A week after heavy rains delivered what many in the area termed a 1,000-year-flood, state and local officials were still scrambling to complete rescue efforts in northern Colorado's devastated communities and begin initial cleanup and repairs that will take months, if not years, to complete.
At least eight people died, tens of thousands were evacuated, and nearly 18,000 homes and 1,000 businesses were damaged or destroyed in the raging floodwaters that tore through the foothills and onto the northeastern plains. The rains, measured in Boulder by the National Weather Service at 21 in. over a few days, resulted from the collision of a northern cold front with monsoonal moisture, stalled over the region, from the Gulf of Mexico. The Denver metro area was spared the brunt of the floods and suffered only minor damage.
But in the canyons and foothills along the Front Range between Boulder and Fort Collins, streams and rivers swollen by the rains swept away roads, bridges and structures, leaving behind junkyards of debris and areas accessible only by helicopter or on foot. Towns and neighborhoods became islands. In some places, waterways left their banks and carved channels hundreds of feet away, creating new rivers where roads had been. Downstream, on the eastern plains, the floodwaters swamped thousands of acres of farmland, killing crops and livestock and damaging oil-storage facilities. More than 27,000 gallons of oil was spilled along the South Platte River valley. While the high water shut down 1,900 oil wells, about a third have since resumed operations, according to the Colorado Oil and Gas Conservation Commission.
Colorado Gov. John Hickenlooper (D) called it "utter devastation" and declared 17 counties disaster areas, promising more state aid. State officials place early estimates of property damage alone at $1.36 billion. The Federal Emergency Management Agency already has provided $12.3 million in emergency aid, with more expected as inspectors gain access to the worst-hit areas. More than 14,000 people have applied for assistance.
The Colorado Dept. of Transportation says it lost 50 bridges and more than 200 miles of highways. Two weeks after the storm, sections of 15 major roads remain closed. CDOT released $100 million in contingency funds and received $35 million from the U.S. Dept. of Transportation in "quick relief" monies for repairs, but Hickenlooper said long-term rebuilding could cost "several hundred-million dollars."
The governor, who toured damage in the canyons by helicopter with Vice President Joe Biden on Sept. 23, is seeking $500 million in federal emergency funds. For that to happen, Congress would be required to lift the $100-million emergency cap, as it did for areas hit by Superstorm Sandy. After the tour, Biden said the initial emergency funds from the federal government "aren't going to be enough.
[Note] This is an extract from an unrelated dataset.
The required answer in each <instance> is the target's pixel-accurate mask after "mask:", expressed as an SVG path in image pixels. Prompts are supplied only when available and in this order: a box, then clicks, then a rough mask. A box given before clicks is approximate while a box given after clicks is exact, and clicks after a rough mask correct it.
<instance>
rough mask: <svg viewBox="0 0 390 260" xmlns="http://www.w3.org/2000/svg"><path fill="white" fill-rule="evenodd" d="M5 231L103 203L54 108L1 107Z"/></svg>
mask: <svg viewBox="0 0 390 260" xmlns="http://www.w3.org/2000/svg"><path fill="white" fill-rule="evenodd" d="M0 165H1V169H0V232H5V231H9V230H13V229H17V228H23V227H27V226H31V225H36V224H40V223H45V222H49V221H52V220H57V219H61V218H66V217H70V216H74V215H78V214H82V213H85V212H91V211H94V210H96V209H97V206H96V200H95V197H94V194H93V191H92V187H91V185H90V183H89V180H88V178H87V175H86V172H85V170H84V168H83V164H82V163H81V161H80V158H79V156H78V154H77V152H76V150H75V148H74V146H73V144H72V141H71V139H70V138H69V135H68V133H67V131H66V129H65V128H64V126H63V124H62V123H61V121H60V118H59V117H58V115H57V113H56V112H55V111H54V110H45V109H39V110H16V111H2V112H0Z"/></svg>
We're going to keep working with the governor until we make you whole."
The governor set a Dec. 1 target date for completion of temporary road and bridge repairs. Meanwhile, CDOT has formed an infrastructure recovery force to spearhead emergency repairs.
The phased plan includes help from the National Guard and private contractors who are using fill material and gravel paving combined with military-style modular bridges to provide faster access to towns cut off by the floods. A long-term reconstruction phase will redesign and rebuild highways through high-risk areas to make them more flood-resistant.
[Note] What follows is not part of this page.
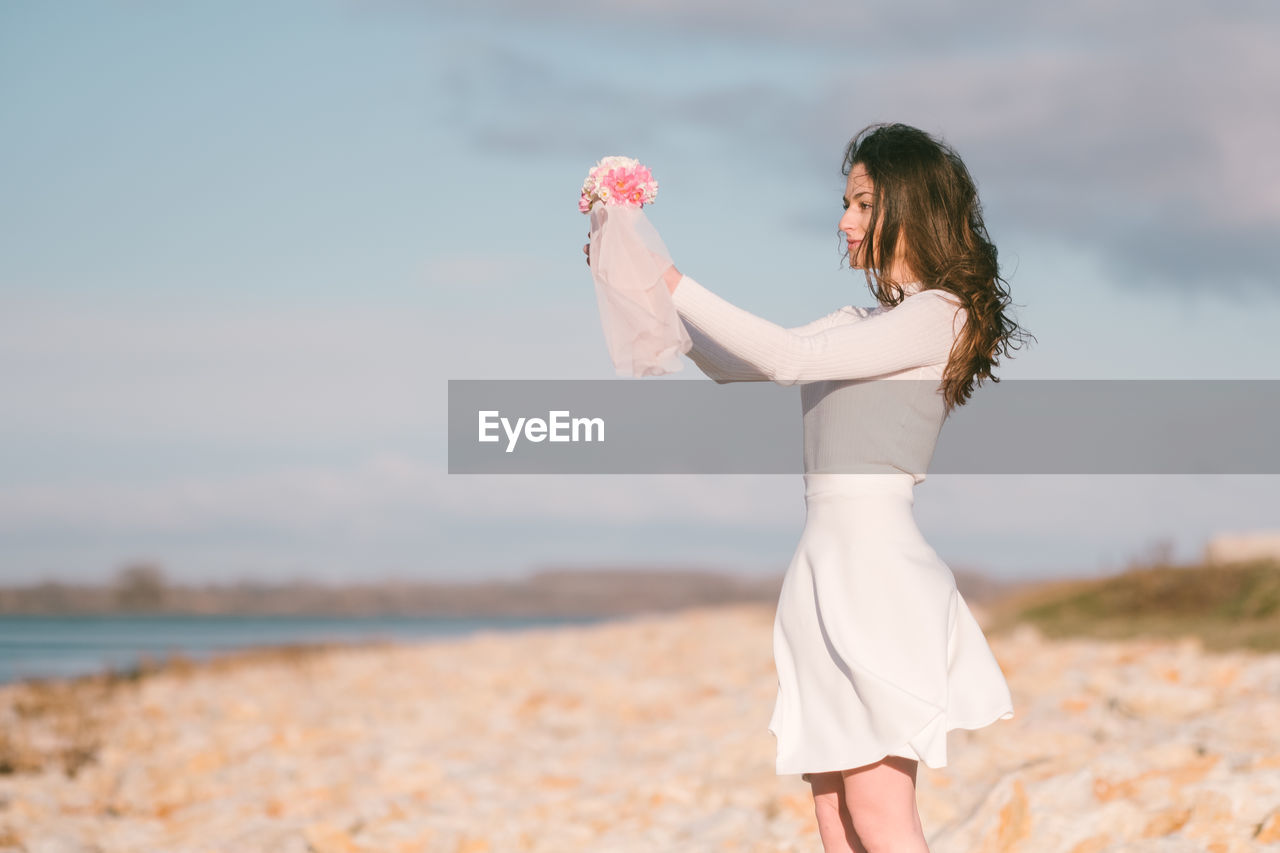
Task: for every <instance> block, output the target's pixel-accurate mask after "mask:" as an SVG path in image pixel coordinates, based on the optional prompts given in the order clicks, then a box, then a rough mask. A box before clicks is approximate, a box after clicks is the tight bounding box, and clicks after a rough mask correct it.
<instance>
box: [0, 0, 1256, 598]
mask: <svg viewBox="0 0 1280 853" xmlns="http://www.w3.org/2000/svg"><path fill="white" fill-rule="evenodd" d="M1277 17H1280V13H1277V12H1276V10H1275V9H1274V4H1271V5H1268V4H1262V3H1257V4H1234V5H1230V6H1224V8H1219V9H1215V10H1212V12H1210V10H1207V9H1202V8H1201V6H1198V5H1196V4H1174V5H1172V6H1170V5H1169V4H1156V3H1135V4H1124V9H1106V8H1103V6H1101V5H1098V4H1087V3H1065V4H1056V5H1055V6H1053V8H1052V9H1036V8H1032V6H1030V5H1028V4H1000V3H979V4H975V5H974V4H969V5H966V6H965V12H964V14H963V15H961V14H960V13H956V12H951V10H948V9H947V8H945V6H941V5H940V6H936V8H933V6H922V8H919V9H915V10H913V9H908V8H905V6H904V5H901V4H850V3H847V1H838V3H837V1H832V3H810V4H801V5H799V6H791V8H787V9H783V8H782V5H780V4H750V3H733V4H730V3H724V1H722V0H692V1H687V3H675V1H667V0H663V1H658V3H652V4H648V5H645V6H643V8H640V6H635V5H634V4H623V3H614V1H604V3H591V4H580V3H571V1H568V0H564V1H558V3H543V4H532V3H492V1H488V0H479V1H475V3H467V4H421V3H407V1H394V3H393V1H385V0H375V1H367V0H366V1H358V3H357V1H340V3H339V1H334V0H315V1H308V3H300V1H293V3H273V4H248V3H216V4H215V3H178V4H163V5H161V4H142V3H123V1H120V3H92V4H91V3H65V4H40V3H28V1H20V3H8V4H4V5H3V6H0V101H3V102H4V104H5V118H4V127H5V132H4V133H0V187H3V192H0V233H4V236H5V237H4V251H3V252H0V414H3V418H0V578H3V579H5V580H10V581H27V580H33V579H38V578H47V576H56V578H64V579H101V578H105V576H108V575H109V574H110V573H111V571H114V570H115V569H116V567H118V566H119V565H120V564H123V562H125V561H129V560H137V558H150V560H157V561H160V562H161V564H163V565H164V566H165V569H166V571H168V573H169V574H170V575H172V576H175V578H182V579H209V580H224V579H234V578H266V579H287V578H298V576H308V578H317V579H324V580H360V579H374V578H384V576H399V578H475V576H502V575H516V574H521V573H524V571H526V570H529V569H531V567H535V566H539V565H549V564H570V565H593V564H596V562H602V564H611V565H612V564H631V562H646V561H653V562H663V564H680V565H704V566H716V567H726V569H736V570H741V571H780V570H781V569H782V567H783V566H785V565H786V561H787V558H788V557H790V553H791V549H792V548H794V544H795V540H796V538H797V537H799V530H800V525H801V524H803V500H801V496H803V487H801V484H800V483H799V479H797V478H777V476H733V478H705V476H660V478H659V476H653V478H645V476H585V478H575V476H538V478H521V476H512V478H502V476H449V475H447V474H445V473H444V471H445V441H444V418H445V410H444V405H445V380H447V379H451V378H452V379H465V378H494V379H497V378H511V379H516V378H525V379H529V378H612V377H613V371H612V365H611V364H609V361H608V356H607V351H605V347H604V342H603V337H602V334H600V329H599V319H598V315H596V313H595V311H596V310H595V304H594V292H593V288H591V282H590V277H589V274H588V272H586V268H585V265H584V264H582V255H581V251H580V247H581V243H582V242H584V240H585V232H586V222H585V218H584V216H582V215H581V214H579V213H577V210H576V193H577V188H579V186H580V184H581V181H582V177H584V175H585V172H586V169H588V168H589V167H590V165H591V164H593V163H595V160H598V159H599V158H602V156H604V155H609V154H626V155H631V156H637V158H640V159H641V160H644V161H645V163H648V164H649V165H650V167H652V168H653V170H654V173H655V175H657V177H658V179H659V181H660V183H662V192H660V196H659V199H658V202H657V204H655V205H654V206H653V209H652V214H650V219H652V220H653V222H654V224H655V225H657V227H658V229H659V231H660V232H662V234H663V238H664V241H666V243H667V246H668V248H669V250H671V252H672V256H673V257H675V259H676V260H677V264H678V265H680V266H681V269H682V270H685V272H687V273H689V274H691V275H694V277H695V278H698V280H699V282H701V283H703V284H705V286H707V287H710V288H712V289H714V291H716V292H717V293H721V295H722V296H724V297H726V298H728V300H731V301H733V302H736V304H739V305H741V306H742V307H746V309H748V310H751V311H755V313H758V314H760V315H763V316H767V318H769V319H772V320H774V321H778V323H783V324H799V323H803V321H805V320H809V319H813V318H814V316H818V315H820V314H826V313H828V311H831V310H833V309H835V307H837V306H840V305H846V304H850V302H855V304H860V305H869V304H870V298H872V297H870V295H869V293H868V292H867V289H865V286H864V284H863V282H861V279H860V278H859V277H856V275H855V274H852V273H850V272H849V270H844V269H841V265H840V243H838V241H837V238H836V220H837V219H838V215H840V204H838V195H840V192H841V190H842V184H844V177H842V175H841V174H840V158H841V154H842V150H844V146H845V143H846V142H847V140H849V137H851V136H852V134H854V133H855V132H856V131H858V129H859V128H860V127H863V126H864V124H868V123H870V122H874V120H904V122H909V123H913V124H916V126H919V127H923V128H925V129H928V131H931V132H934V133H940V134H942V136H943V137H945V138H947V140H948V141H950V142H952V143H954V145H955V146H956V147H957V149H959V150H960V152H961V154H963V155H964V156H965V159H966V161H968V163H969V165H970V169H972V170H973V173H974V175H975V178H977V179H978V183H979V190H980V192H982V196H983V200H984V204H986V210H987V222H988V227H989V229H991V232H992V236H993V237H995V240H996V242H997V245H998V246H1000V250H1001V259H1002V261H1004V264H1005V270H1006V274H1007V275H1009V278H1010V280H1011V291H1012V295H1014V300H1015V304H1016V306H1018V307H1016V311H1018V318H1019V321H1021V323H1023V324H1024V325H1025V327H1028V328H1029V329H1030V330H1032V332H1033V333H1034V334H1036V337H1037V342H1036V343H1033V346H1032V347H1030V348H1029V350H1025V351H1023V352H1020V353H1018V356H1016V357H1015V359H1012V360H1009V361H1006V362H1005V364H1004V365H1002V368H1001V369H1000V370H997V374H998V375H1001V377H1007V378H1116V379H1120V378H1126V379H1129V378H1134V379H1135V378H1161V379H1175V378H1197V379H1203V378H1268V379H1274V378H1280V377H1277V375H1276V374H1277V365H1280V350H1277V345H1276V343H1275V332H1274V330H1275V328H1276V325H1277V323H1280V282H1277V280H1276V275H1275V270H1276V269H1277V261H1280V240H1276V237H1277V236H1280V234H1277V232H1280V165H1276V164H1277V160H1276V159H1275V156H1274V152H1275V151H1276V150H1277V149H1280V117H1277V114H1276V111H1275V109H1274V104H1275V102H1277V101H1280V73H1277V72H1280V67H1277V65H1280V60H1277V59H1275V51H1274V45H1275V44H1276V40H1277V36H1280V24H1277ZM695 375H696V368H694V366H692V364H691V362H686V368H685V371H682V375H676V377H672V379H686V378H694V377H695ZM797 416H799V412H797ZM1206 439H1211V437H1206ZM1277 480H1280V478H1271V476H1252V478H1243V476H1236V478H1229V476H1221V478H1207V476H1185V478H1178V476H1149V478H1137V476H1114V478H1084V476H1082V478H1033V476H1018V478H1010V476H1006V478H1000V476H991V478H974V476H964V478H961V476H931V478H929V479H928V480H927V482H925V483H924V484H922V485H920V487H918V497H916V511H918V519H919V521H920V526H922V529H923V530H924V533H925V535H927V537H928V538H929V540H931V542H932V543H933V544H934V547H936V548H937V549H938V552H940V553H941V555H942V556H943V557H945V558H946V560H948V562H950V564H951V565H952V566H955V567H961V566H964V567H973V569H982V570H987V571H991V573H992V574H997V575H1002V576H1020V575H1034V574H1050V573H1065V571H1071V573H1091V571H1096V570H1100V569H1106V567H1114V566H1116V565H1119V564H1121V562H1123V561H1124V560H1126V558H1128V557H1130V556H1134V555H1137V553H1140V552H1143V551H1144V549H1146V548H1148V547H1149V546H1151V543H1152V542H1157V540H1161V539H1169V540H1171V542H1174V544H1175V547H1176V549H1178V551H1179V552H1180V553H1181V555H1184V556H1193V555H1194V553H1196V552H1198V549H1199V548H1201V546H1202V544H1203V540H1204V538H1206V537H1207V535H1210V534H1211V533H1213V532H1215V530H1224V529H1225V530H1249V529H1263V528H1277V526H1280V517H1277V515H1280V512H1277V507H1280V482H1277Z"/></svg>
CDOT issued contracts on Sept. 23 for four contracting teams to begin road repairs and reconstruction. The agency selected Kiewit Infrastructure Co., Littleton, Colo., to make temporary repairs on U.S. 34 through Big Thompson Canyon; Skanska USA Civil West, Cortez, Colo., and Ralph L. Wadsworth Construction, Draper, Utah, to repair state Highway 7; and Lawrence Construction Co. and URS Corp., both of Denver, to work on highways east of I-25. Lawrence also will repair state Highway 72 through Coal Creek Canyon, near Denver.
"There is no set cost for these contracts and no liquidated damages," says CDOT spokeswoman Amy Ford. "We are aiming for a Dec. 1 completion. But that's a goal, not a firm deadline. We will pay them whatever it takes to do the work, and they are starting it immediately." The repair contracts were issued on a qualifications basis, not as low-bid jobs, she says.